Ippica, il de profundis di un pezzo di storia italiana

C’era una volta uno sport in Italia che appassionava migliaia e migliaia di persone, capace di scrivere anche pagine memorabili di imprese sportive nonché di entrare anche nella tradizione e nei luoghi comuni popolari. Stiamo parlando dell’ippica italiana, che da qualche anno è quello che in America chiamerebbero un “dead man walking”, ovvero un uomo morto che cammina, espressione usata per chiamare i condannati a morte nelle carceri Usa. E il parallelo, purtroppo, è perfettamente e tristemente attuale visto che due impianti storici dell’ippica del nostro paese hanno abbassato le saracinesche come il San Siro di Milano prossimo alla demolizione e il Tor di Valle che ha già consegnato il proprio destino alle onoranze funebri roma visto che è l’area in cui è destinato a sorgere il nuovo stadio della società giallorossa.
Un pezzo di storia italiana
L’ippica italiana ha da sempre regalato grande soddisfazioni in ambito sportivo, sia trotto che per il galoppo, ma anche ha avuto un grosso peso nell’immaginario collettivo della popolazione. Basti pensare al mito dei uno dei film cult della commedia all’italiana, “Febbre da cavallo”, diretto da l’indimenticabile  Steno e con protagonisti Gigi “Mandrake” Proietti ed Enrico “Pomata” Montesano. Una pellicola cult che fotografava alla perfezione il variopinto mondo delle corse dei cavalli, ma anche in televisione come dimenticare i mitici spot pubblicitari del totip, il totocalcio dell’ippica. Ma, tornando più strettamente a parlare delle corse, come dimenticare i due miti assoluti dell’ippica mondiale : Ribot per il galoppo e Varenne per il trotto.
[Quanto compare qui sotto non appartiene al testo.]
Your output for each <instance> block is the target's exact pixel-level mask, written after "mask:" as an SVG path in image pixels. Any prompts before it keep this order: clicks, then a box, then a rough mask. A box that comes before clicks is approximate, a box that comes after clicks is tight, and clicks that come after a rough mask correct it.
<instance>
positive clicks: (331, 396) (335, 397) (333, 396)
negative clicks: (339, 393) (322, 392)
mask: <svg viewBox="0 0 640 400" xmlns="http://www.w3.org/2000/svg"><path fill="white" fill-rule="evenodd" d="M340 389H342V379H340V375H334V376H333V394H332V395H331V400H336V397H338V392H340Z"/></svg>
Due cavalli che, assieme ai loro driver rispettivamente Enrico Camici e Giampaolo Minnucci, hanno fatto la storia del galoppo e del trotto internazionale, entrando nella leggenda.
I motivi della crisi
Il declino dell’ippica italiana è ormai in uno stato quasi irreversibile, ed i motivi sono molteplici. Indubbiamente c’è stato un calo degli appassionati, quindi di conseguenza degli scommettitori, con lo sport che non è stato capace di attirare e affascinare le nuove generazioni, sempre più lontane dal mondo degli ippodromi e delle agenzie. E’ un paradosso dei tempi moderni il fatto che in molti ora preferiscano scommettere sulle corse dei cavalli virtuali che su quelle reali, segno dei tempi che corrono. Poi sicuramente c’è stata l’incapacità di chi ha gestito il settore, responsabili anche dell’emorragia di pubblico, di saper mandare avanti la baracca. La politica non ha fatto altro che sostituire commissari su commissari nel settore, sforbiciando costantemente ogni anno il monte dei premi. Il risultato sono sotto gli occhi di tutti : ippodromi chiusi, posti di lavoro persi e le migliori scuderie che emigrano all’estero.